Indicator Current / Impact Source / Note
Brent Crude $76.78 (intraday high $82.37) +13% peak; 14-month high [citation:4][citation:8]
USD/INR 91.29 (record low) Down 21 paise; next resistance 91.80-92 [citation:2][citation:8]
Oil import bill impact +$2 billion per $1/bbl rise Annualised [citation:1][citation:4]
CAD impact +0.3-0.5% of GDP per $10/bbl ~$13-14 billion additional outflow [citation:9]
Inflation impact +0.2-0.4% on CPI (if $80 sustained) RBI's 4% target at risk [citation:9]
FII outflows ₹7,536 crore (Mar 1) Single-day selling [citation:3][citation:8]
Forex reserves $723.6 billion (down $2.1 bn) Week ended Feb 20 [citation:8]
📉 Sensex
78,543
-3.37%
📉 Nifty
24,645
-2.11%
🛢️ Brent
$76.78
+3.91%

Market carnage: Sensex crashes 2,700 points

BSE Sensex
78,543
-2,743 pts
Nifty 50
24,645
-533 pts
Nifty IT
-5%
Worst hit

Indian equities suffered their worst day in over a month, with the Sensex plunging 2,743 points (3.37%) and Nifty sliding 533 points (2.11%) [citation:3][citation:6]. Aviation stocks (IndiGo -7.5%, SpiceJet -7.3%) led declines on fuel cost concerns, while paints, tyres, and OMCs also bled [citation:3]. Defence and upstream oil names (BEL, ONGC) bucked the trend [citation:6].

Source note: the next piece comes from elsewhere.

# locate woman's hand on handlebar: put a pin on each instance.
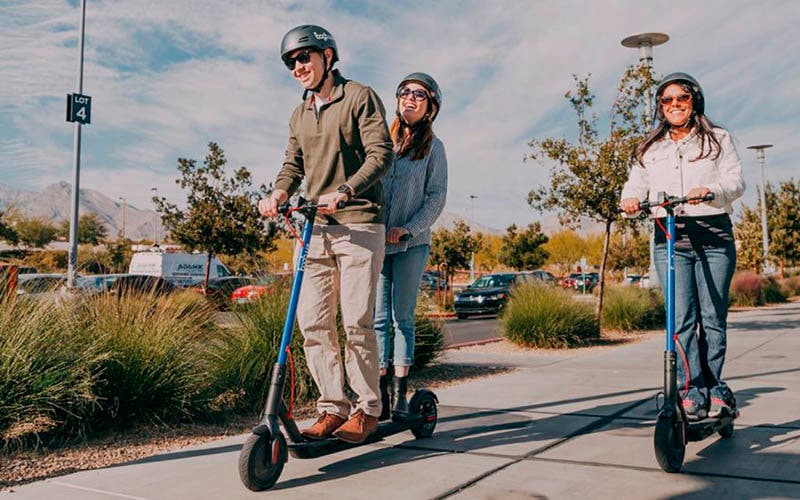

Key takeaways for policymakers & investors

  • Trade deficit to widen: Every $10/bbl sustained rise adds $13-14 bn to import bill; CAD may hit 1.5-1.6% [citation:9].
  • Rupee under pressure: Record low of 91.29/$; RBI intervention only slowing the fall. 91.80-92 likely near-term [citation:2][citation:8].
  • Inflation risks: CPI could rise 0.2-0.4% if $80 crude sustained; may delay RBI rate cuts [citation:9].
  • FII outflows continue: ₹7,500 Cr sold in one session; global risk-off adds to currency pressure [citation:3][citation:8].
  • Sectoral pain: Aviation, paints, chemicals, OMCs face margin squeeze; upstream oil & defence outperform [citation:3][citation:6].
  • Growth at risk: $30/bbl shock could shave 70 bps off GDP, per Bernstein [citation:7].
  • Historical resilience: Past conflicts show shallow, temporary drawdowns; fundamentals reassert [citation:10].

What to watch next

The duration of the conflict is the key variable. A prolonged closure of the Strait of Hormuz could push crude towards $90-100, amplifying all the above risks [citation:9]. Key monitorables: (1) US-Iran diplomatic moves, (2) RBI's intervention strategy and tolerance level for rupee depreciation, (3) government's fiscal response (possible excise cuts), and (4) Q4 corporate earnings for margin impact. For long-term investors, history suggests using dips to accumulate quality domestic consumption stories, while staying cautious on oil-sensitive sectors [citation:10].

Disclaimer: The analysis and views are for information only. Please consult your advisor before taking investment or hedging decisions.